Il a donc a fallu faire la chasse aux « ainsi, de fait, en effet, en outre, en revanche, par ailleurs, paradoxalement, de sorte, en conséquence… » qui m’ont sauté au visage comme des têtes de clous sur une chaise de menuisier. Ces chevilles ne sont, évidemment (hum), pas inutiles. Elles servent à mieux articuler le texte, et d’une certaine façon à le fluidifier, à faire couler une phrase dans une autre, sans douleur, sans heurt. Mais, comme en toute chose, le trop est l’ennemi du bien.
Ce doit être un tic de journaliste. Contrairement à ce que certains imaginent peut-être, la plupart des papiers sont écrits sur un mode démonstratif. Le journaliste choisit un angle, après avoir réalisé son enquête, et une fois cet angle choisi, s’emploie à illustrer, à détailler l’information première, déclinée en trois niveaux au début de son article (titre, chapeau et accroche). D’où l’utilisation fréquente d’adverbes ou de locutions commodes qui permettent de rebondir d’une phrase sur l’autre, de les emboîter, pour conduire gentiment son lecteur vers la chute. « Un papier, une idée coco » c’est la règle.
Le problème est que sans ces chevilles, le paragraphe peut se disjoindre et se transformer en assemblage bancal. Il faut donc trouver des voies détournées, reprendre l’ouvrage, bien souvent au-delà de la phrase coupable. Parce que chaque coup de rabot peut remettre en cause l’équilibre de l’ensemble. C’est la raison pour laquelle l’intervention d’un correcteur qui ne connait pas le texte est toujours bienvenue.
Après quelques relectures amicales, c’est désormais le cas. On n’imagine pas le nombre de relectures nécessaires pour parvenir à un texte abouti. Il n’en reste pas moins, toujours ou presque, quelques coquilles, quelques répétitions disgracieuses. C’est à la fois la limite et le charme du travail d’artisan.

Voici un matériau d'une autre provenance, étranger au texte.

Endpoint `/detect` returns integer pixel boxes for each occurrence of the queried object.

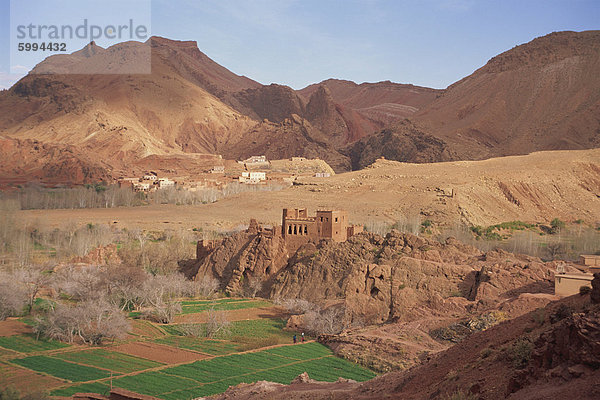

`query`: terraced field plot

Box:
[53,349,164,373]
[0,363,64,395]
[11,356,110,382]
[154,319,294,355]
[113,343,375,400]
[155,336,241,356]
[181,299,273,314]
[0,334,69,353]
[50,382,110,397]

Non, Pascale, c’est une erreur. Les commentaires sont une fonction par défaut que j’ai oublié de décocher sur ce billet. Mais puisque le coup est parti, laissons-le.

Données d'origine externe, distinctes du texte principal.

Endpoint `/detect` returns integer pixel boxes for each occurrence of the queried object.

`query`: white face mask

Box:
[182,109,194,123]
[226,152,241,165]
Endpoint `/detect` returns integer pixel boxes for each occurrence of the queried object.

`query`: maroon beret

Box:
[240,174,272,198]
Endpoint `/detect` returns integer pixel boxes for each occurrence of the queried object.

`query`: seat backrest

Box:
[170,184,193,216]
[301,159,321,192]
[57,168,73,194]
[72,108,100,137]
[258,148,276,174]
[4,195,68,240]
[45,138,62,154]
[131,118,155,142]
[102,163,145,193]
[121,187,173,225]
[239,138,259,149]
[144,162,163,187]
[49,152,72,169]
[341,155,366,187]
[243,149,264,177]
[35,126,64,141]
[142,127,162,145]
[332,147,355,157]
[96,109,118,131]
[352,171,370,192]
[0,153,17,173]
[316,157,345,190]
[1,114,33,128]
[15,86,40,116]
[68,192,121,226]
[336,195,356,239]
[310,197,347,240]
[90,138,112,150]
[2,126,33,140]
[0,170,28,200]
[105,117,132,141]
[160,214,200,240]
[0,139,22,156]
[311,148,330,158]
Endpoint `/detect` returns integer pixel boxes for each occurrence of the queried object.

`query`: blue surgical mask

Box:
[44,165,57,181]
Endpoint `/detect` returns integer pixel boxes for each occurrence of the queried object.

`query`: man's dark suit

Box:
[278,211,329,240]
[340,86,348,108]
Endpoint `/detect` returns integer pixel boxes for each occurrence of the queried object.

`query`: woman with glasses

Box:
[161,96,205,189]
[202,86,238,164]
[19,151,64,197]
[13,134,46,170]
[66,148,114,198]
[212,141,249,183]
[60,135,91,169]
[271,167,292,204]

Je me doutais bien que ma façon de présenter les choses n’était pas très académique, mais c’est ainsi que je les ressens. Merci pour ce prolongement.

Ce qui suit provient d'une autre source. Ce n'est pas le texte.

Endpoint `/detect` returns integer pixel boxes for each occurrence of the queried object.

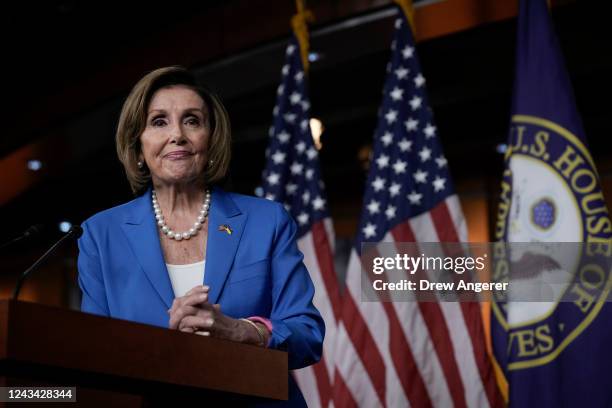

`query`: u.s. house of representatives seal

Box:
[493,115,612,370]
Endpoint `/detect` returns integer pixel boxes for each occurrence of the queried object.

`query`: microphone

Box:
[0,224,43,249]
[13,225,83,300]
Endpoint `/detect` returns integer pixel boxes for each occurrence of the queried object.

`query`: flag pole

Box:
[291,0,314,74]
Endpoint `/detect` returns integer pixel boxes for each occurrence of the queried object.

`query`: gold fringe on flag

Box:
[291,0,314,73]
[394,0,416,33]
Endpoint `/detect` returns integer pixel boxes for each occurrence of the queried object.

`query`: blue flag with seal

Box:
[491,0,612,407]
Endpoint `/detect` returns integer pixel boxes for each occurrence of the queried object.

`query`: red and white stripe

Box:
[293,219,341,407]
[333,196,502,408]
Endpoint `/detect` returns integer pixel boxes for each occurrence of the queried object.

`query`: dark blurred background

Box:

Vous êtes revenu au commentaire sous le mot du jour?
Ce que vous appelez des chevilles, Philippe, ne sont souvent qu’artifice au service de la lecture de notre propre texte, dans notre tête, je veux dire. Elles font souvent pléonasme. Écrire, par exemple, quelque chose d’évident, qui va de soi à première lecture, n’a pas besoin du secours d’un “évidemment” ou d’un “bien sûr” qui coupe l’élan de la phrase. La nécessité ne s’impose que si elle fait style, si elle produit un effet. Je ne sais pas si c’est un tic de journaliste, c’est, à mon sens une contamination par l’oralité, pas celle des conversations ordinaires, mais celle des exposés, des débats,des échanges, où le poids de la conviction doit se faire sentir. User, dans ce cas, des “chevilles” est important (et là je viens d’effacer un “alors” totalement inutile en début de ma phrase) Sinon, seule leur valeur logique doit l’emporter.